My husband and I have made some really tough decisions lately, at least that’s what I thought. We bought a few acres in beautiful Prairieville, LA in order to build a house. (That’s not the tough part)
But, before building that house, I wanted to be completely out of debt. Take all of the money we currently pay on a house note and apply it to bills one-by-one. Until all are paid off. Great plan, right? Dave Ramsey would be so proud of me. (Still not too tough, right?)
Here’s where the really tough decisions come in…we decided to forgo building right away, sell our current home, and outright buy a mobile home with the proceeds from the house. Yes, a mobile home. A trailer. A house on wheels!
Now when I grew up, in my little microcosm of middle-classdom, homes didn’t come on wheels. They were securely attached to a giant slab of concrete. They came with running water, and more importantly, a working toilet. We didn’t have to arrange for a well to be dug to get water or for someone to put a sewage system into the ground. We just had them. They just were.
The thought of living in this mobile home terrified me. I woke one night in a complete panic because the realization hit me that I would no longer own an attic or a two-car garage. I no longer had a closet that was the same size as my bedroom. Where am I going to put all of my stuff?
All my stuff!
I obsessed about it. I cried about it. I incessantly talked about it! My stuff needs a home.
And then I prayed about it. And for once, in this entire crazy process, God actually answered me. Well, answered me in a way in which I understood.
On a recommendation from a friend, and most likely because of my obsessing, I was told to read Jen Hatmaker’s Seven. I had gotten three pages into the introduction when perspective leaped off of the page and slapped me across the face. At $50k a year, you are in the top 1% of the world in terms of wealth. Top 1%!

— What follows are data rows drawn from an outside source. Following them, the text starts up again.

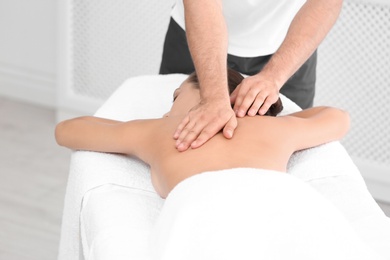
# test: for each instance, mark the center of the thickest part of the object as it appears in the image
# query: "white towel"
(252, 214)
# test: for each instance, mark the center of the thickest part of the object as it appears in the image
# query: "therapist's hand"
(254, 95)
(203, 122)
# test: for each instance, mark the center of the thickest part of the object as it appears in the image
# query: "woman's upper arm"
(100, 135)
(317, 126)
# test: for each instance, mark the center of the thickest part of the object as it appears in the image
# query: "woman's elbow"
(59, 133)
(344, 120)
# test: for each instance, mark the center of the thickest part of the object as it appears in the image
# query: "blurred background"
(64, 58)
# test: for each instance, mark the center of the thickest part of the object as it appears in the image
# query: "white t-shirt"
(255, 27)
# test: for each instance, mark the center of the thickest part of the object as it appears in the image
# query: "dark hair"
(234, 79)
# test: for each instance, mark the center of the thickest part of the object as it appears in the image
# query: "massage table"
(111, 207)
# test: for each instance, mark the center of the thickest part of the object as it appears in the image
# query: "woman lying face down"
(263, 142)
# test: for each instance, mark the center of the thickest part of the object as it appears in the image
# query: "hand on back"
(254, 95)
(203, 122)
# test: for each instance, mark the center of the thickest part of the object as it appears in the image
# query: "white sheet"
(126, 181)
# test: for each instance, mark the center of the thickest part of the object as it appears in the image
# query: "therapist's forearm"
(207, 40)
(306, 32)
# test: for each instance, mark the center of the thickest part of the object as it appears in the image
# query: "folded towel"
(252, 214)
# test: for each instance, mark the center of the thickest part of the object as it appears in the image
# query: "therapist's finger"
(181, 126)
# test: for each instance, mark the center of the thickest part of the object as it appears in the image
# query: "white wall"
(28, 50)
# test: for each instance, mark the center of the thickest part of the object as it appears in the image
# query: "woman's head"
(234, 79)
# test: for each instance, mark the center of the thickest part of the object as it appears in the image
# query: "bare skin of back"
(259, 142)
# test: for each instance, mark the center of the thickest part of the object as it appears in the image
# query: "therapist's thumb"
(229, 128)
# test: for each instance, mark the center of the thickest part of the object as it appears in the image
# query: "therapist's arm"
(309, 27)
(207, 40)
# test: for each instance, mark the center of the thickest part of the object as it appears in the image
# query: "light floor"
(33, 176)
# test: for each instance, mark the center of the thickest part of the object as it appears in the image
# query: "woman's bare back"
(259, 142)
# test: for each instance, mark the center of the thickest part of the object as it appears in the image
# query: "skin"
(208, 47)
(260, 142)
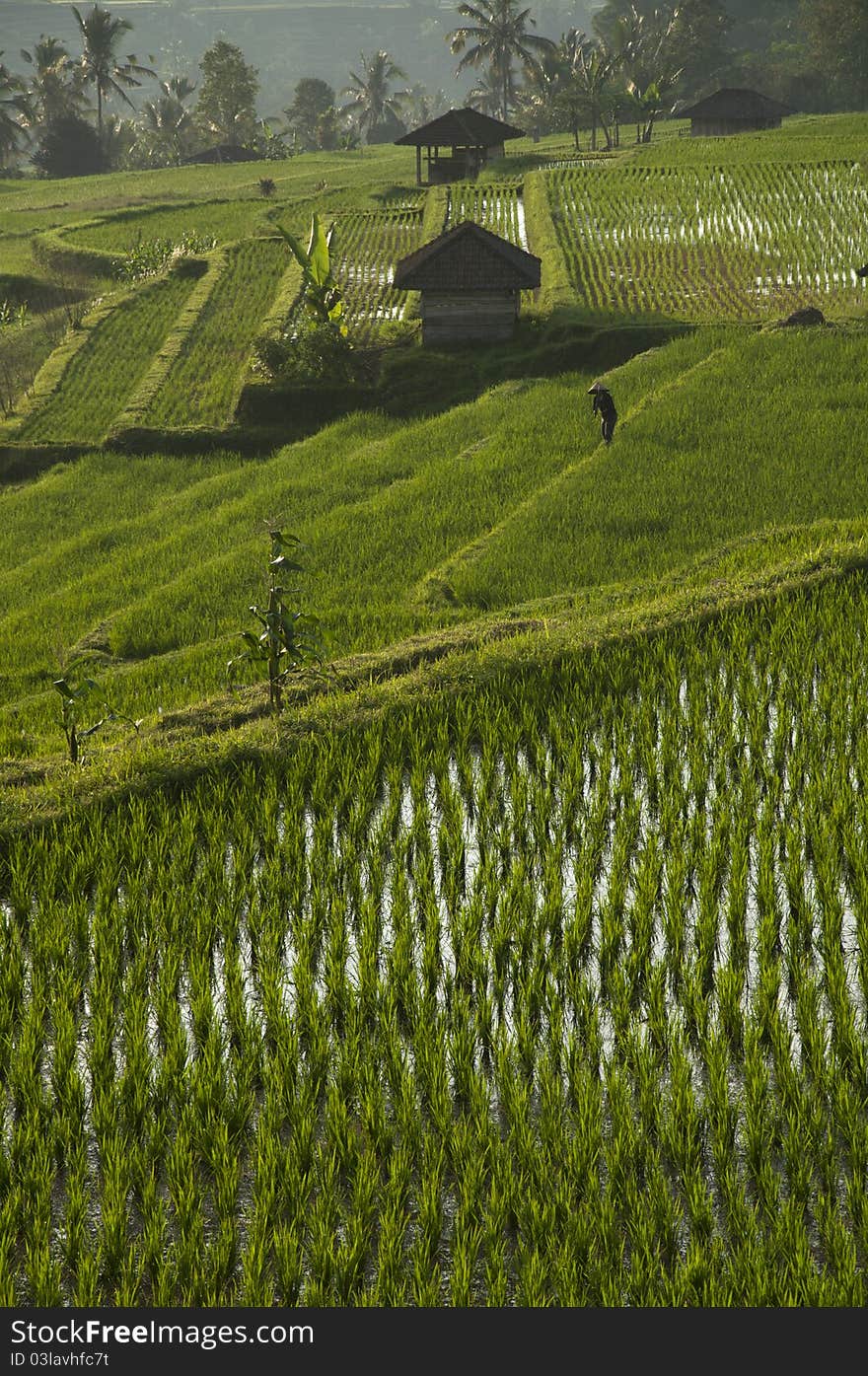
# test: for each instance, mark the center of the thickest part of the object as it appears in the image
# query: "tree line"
(640, 61)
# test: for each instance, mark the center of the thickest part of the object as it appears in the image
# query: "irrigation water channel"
(518, 779)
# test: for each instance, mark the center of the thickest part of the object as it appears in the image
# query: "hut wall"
(468, 317)
(718, 128)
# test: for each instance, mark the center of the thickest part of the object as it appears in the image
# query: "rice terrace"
(522, 957)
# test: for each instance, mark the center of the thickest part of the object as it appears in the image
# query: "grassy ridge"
(105, 372)
(765, 432)
(202, 384)
(497, 504)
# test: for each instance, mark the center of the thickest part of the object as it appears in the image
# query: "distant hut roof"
(736, 104)
(468, 257)
(464, 128)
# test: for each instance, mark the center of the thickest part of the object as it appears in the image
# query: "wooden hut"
(734, 110)
(470, 138)
(470, 282)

“What does it communicate when half the global population lives on less than $2 a day, and we can’t manage a fulfilling life on twenty-five thousand times that amount?”
Jen Hatmaker, I get it!
God, I get it! I am humbling myself before the Lord so he will lift me up.
I have been given the opportunity and the blessing to minimize the stuff that has been getting between me and my relationship with the Lord. The stuff that has clogged my mind and made me an ugly person.
“Your beauty should not come from outward adornment, such as elaborate hairstyles and the wearing of gold jewelry or fine clothes. Rather, it should be that of your inner self, the unfading beauty of a gentle and quiet spirit, which is of great worth in God’s sight.” 1 Peter 3:3-4
This is my blessing! And by accepting this blessing, it is going to allow me to build on my relationship with Christ and teach my kids the worth of that relationship, instead of the worth of a relationship with their stuff!
We should all take a humbling look at ourselves and see if we need to experience this blessing as well.